Bassora, la Chiesa inaugura il primo museo cristiano del sud dell’Iraq
Bassora (AsiaNews) - In un periodo storico caratterizzato da violenze, persecuzioni ed emigrazioni la Chiesa cattolica in Iraq celebra un evento storico: l’apertura del primo museo cristiano (nella foto) nel sud del Paese. Esso si trova all’interno dell’arcidiocesi caldea di Bassora ed è stata realizzata grazie all’impegno personale del vescovo mons. Alnaufali Habib Jajou. Al suo interno sono conservati oltre 200 manufatti di carattere religioso, documenti, arredi liturgici, fotografie, vestiti e mobili, alcuni dei quali risalenti al XVII secolo.
Fra le ragioni che hanno portato alla realizzazione del museo, unico nel suo genere, vi è il desiderio di raccogliere, conservare, preservare e rendere disponibili ai fedeli - e al pubblico - oggetti unici della millenaria tradizione cristiana del Paese. Un evento significativo, in un momento storico in cui emigrazione e persecuzioni - soprattutto nel nord da parte delle milizie jihadiste dello Stato islamico (SI) - rischiano di far scomparire ogni traccia della minoranza religiosa in Iraq.
Alla Icn (Independent Catholic News) l’arcivescovo racconta che “nel 2014 è iniziata la raccolta di libri, oggetti e manufatti usati durante le Messe”. Essi, continua, “hanno un grande valore spirituale e mostrano la cura prestata dai nostri antenati alle espressioni liturgiche della fede”.
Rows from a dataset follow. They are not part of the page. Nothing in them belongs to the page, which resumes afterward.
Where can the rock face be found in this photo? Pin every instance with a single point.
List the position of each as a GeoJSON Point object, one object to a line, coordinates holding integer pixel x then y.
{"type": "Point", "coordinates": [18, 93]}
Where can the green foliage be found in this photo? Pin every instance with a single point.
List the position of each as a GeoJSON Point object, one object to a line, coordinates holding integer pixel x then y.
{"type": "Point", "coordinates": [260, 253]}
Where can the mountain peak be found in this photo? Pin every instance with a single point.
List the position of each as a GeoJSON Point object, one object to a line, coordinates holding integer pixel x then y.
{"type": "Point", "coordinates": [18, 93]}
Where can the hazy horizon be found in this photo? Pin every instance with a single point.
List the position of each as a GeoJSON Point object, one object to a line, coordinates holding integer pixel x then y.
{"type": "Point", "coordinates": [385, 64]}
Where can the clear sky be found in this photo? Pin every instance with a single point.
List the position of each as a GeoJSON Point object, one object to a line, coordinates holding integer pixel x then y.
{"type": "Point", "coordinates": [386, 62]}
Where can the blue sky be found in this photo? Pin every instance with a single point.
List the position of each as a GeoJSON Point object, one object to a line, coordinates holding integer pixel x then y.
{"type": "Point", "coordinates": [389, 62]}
“Quando mi hanno chiamato alla guida della diocesi - prosegue mons. Habib - ho notato fin da subito questi oggetti di grande valore e ho iniziato a schedarli. Poi, con l’aiuto di volontari e sacerdoti, abbiamo raccolto il materiale e abbiamo deciso di esporlo”.
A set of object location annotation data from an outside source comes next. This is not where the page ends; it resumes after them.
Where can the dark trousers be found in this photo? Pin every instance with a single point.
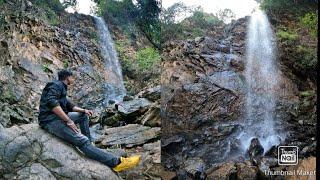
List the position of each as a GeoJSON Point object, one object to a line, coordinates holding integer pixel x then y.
{"type": "Point", "coordinates": [81, 140]}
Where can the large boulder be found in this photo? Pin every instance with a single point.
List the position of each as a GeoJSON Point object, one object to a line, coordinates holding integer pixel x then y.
{"type": "Point", "coordinates": [305, 170]}
{"type": "Point", "coordinates": [28, 152]}
{"type": "Point", "coordinates": [129, 135]}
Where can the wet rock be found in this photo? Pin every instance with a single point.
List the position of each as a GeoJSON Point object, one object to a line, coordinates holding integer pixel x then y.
{"type": "Point", "coordinates": [305, 170]}
{"type": "Point", "coordinates": [151, 117]}
{"type": "Point", "coordinates": [255, 150]}
{"type": "Point", "coordinates": [150, 160]}
{"type": "Point", "coordinates": [158, 171]}
{"type": "Point", "coordinates": [129, 135]}
{"type": "Point", "coordinates": [134, 107]}
{"type": "Point", "coordinates": [151, 94]}
{"type": "Point", "coordinates": [195, 168]}
{"type": "Point", "coordinates": [29, 152]}
{"type": "Point", "coordinates": [266, 164]}
{"type": "Point", "coordinates": [246, 171]}
{"type": "Point", "coordinates": [222, 171]}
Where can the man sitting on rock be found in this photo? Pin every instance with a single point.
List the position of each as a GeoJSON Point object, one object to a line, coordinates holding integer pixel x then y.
{"type": "Point", "coordinates": [58, 116]}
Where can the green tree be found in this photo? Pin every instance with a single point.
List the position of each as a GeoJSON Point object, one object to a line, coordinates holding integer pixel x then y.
{"type": "Point", "coordinates": [143, 14]}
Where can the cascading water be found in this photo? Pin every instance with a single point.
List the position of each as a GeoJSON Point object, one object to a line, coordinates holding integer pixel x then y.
{"type": "Point", "coordinates": [262, 77]}
{"type": "Point", "coordinates": [114, 86]}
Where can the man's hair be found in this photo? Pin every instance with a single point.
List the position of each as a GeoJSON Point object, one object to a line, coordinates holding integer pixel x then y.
{"type": "Point", "coordinates": [64, 74]}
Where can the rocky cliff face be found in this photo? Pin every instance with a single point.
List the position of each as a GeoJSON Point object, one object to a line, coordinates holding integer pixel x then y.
{"type": "Point", "coordinates": [203, 89]}
{"type": "Point", "coordinates": [32, 50]}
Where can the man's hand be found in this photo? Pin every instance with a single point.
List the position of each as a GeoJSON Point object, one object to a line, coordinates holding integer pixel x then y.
{"type": "Point", "coordinates": [71, 125]}
{"type": "Point", "coordinates": [88, 112]}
Un tempo i cristiani di Bassora erano una componente significativa della città, molti dei quali esponenti della classe mercantile all'epoca fiorente. Tuttavia, negli ultimi anni la comunità è diminuita in modo drastico come nel resto del Paese, anche se nel sud dell’Iraq non ha subito le stesse persecuzioni vissute a Mosul, a Baghdad, Kirkuk o nella piana di Ninive. Secondo stime recente oggi è rimasto solo poco più del 10% della popolazione originaria, poche centinaia a fronte delle 3mila famiglie un tempo presenti nella zona.